Transdermal nicotine patches with low-intensity support to aid smoking cessation in outpatients in a general hospital. A placebo-controlled trial
- PMID: 8130921
- DOI: 10.1001/archfami.2.4.417
Transdermal nicotine patches with low-intensity support to aid smoking cessation in outpatients in a general hospital. A placebo-controlled trial
Abstract
Objective: To assess whether transdermal nicotine patches combined with low-intensity support can help outpatients in a general hospital stop smoking.

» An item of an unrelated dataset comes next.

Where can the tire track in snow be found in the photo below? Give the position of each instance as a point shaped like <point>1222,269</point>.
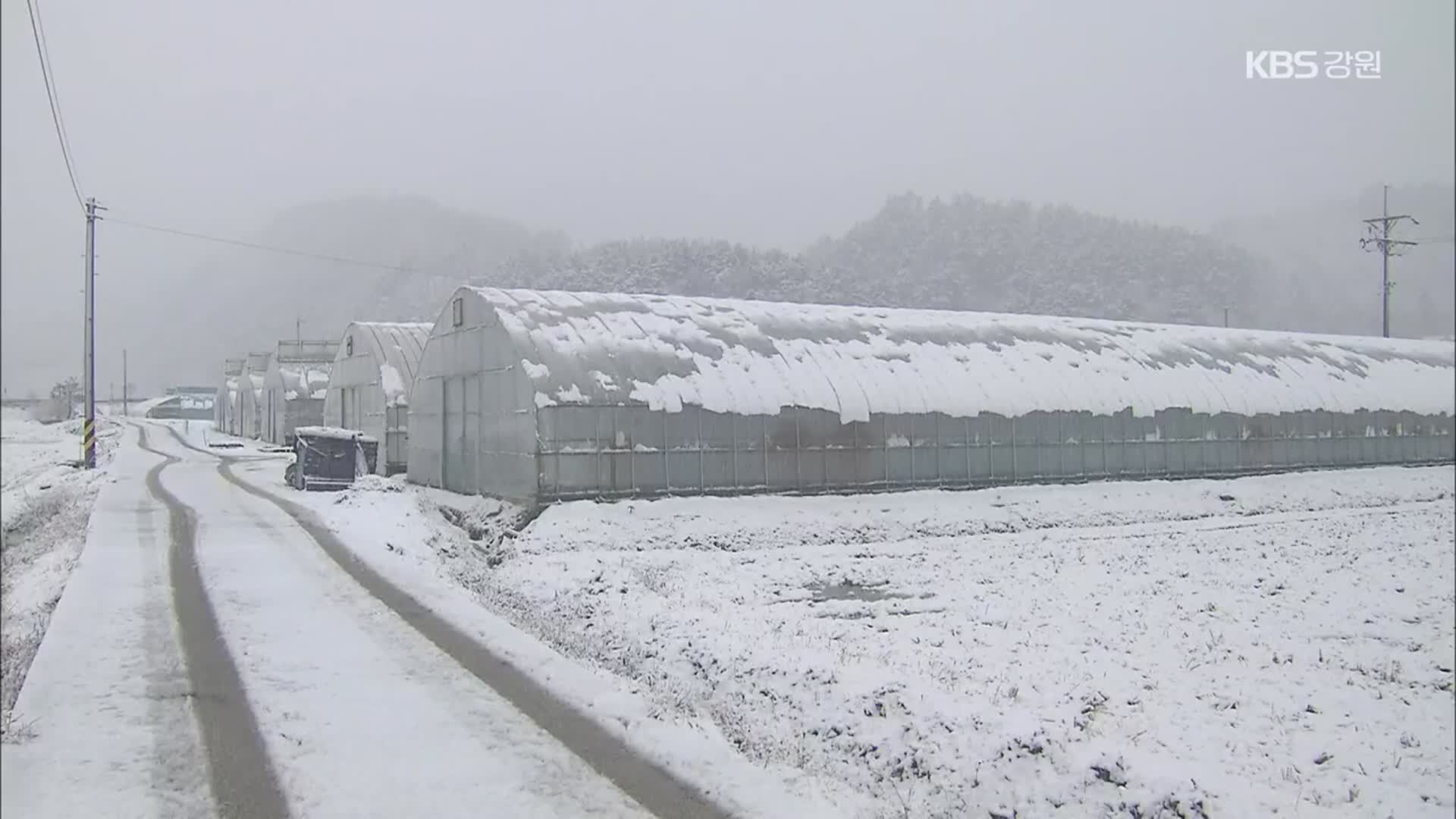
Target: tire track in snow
<point>242,779</point>
<point>647,783</point>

Design: Randomized, double-blind, placebo-controlled trial with 12 weeks of follow-up.
Setting: Department of Thoracic Medicine in an inner-city public general hospital, London, England.
Subjects: Two hundred forty-eight outpatients in a general hospital, who smoked at least 10 cigarettes per day (the majority were being treated for smoking-related diseases), referred by clinicians at the hospital.
Intervention: Brief advice to stop smoking and daily application of transdermal nicotine patches (delivering 15 mg over 16 hours) or placebo, with follow-up appointments at 1, 3, 6, and 12 weeks, with a doubling of the dosage for continuing smokers at week 1.
Main outcome measure: Sustained abstinence from tobacco from week 3 to week 12 validated with measurement of expired-air carbon monoxide concentration at weeks 3, 6, and 12.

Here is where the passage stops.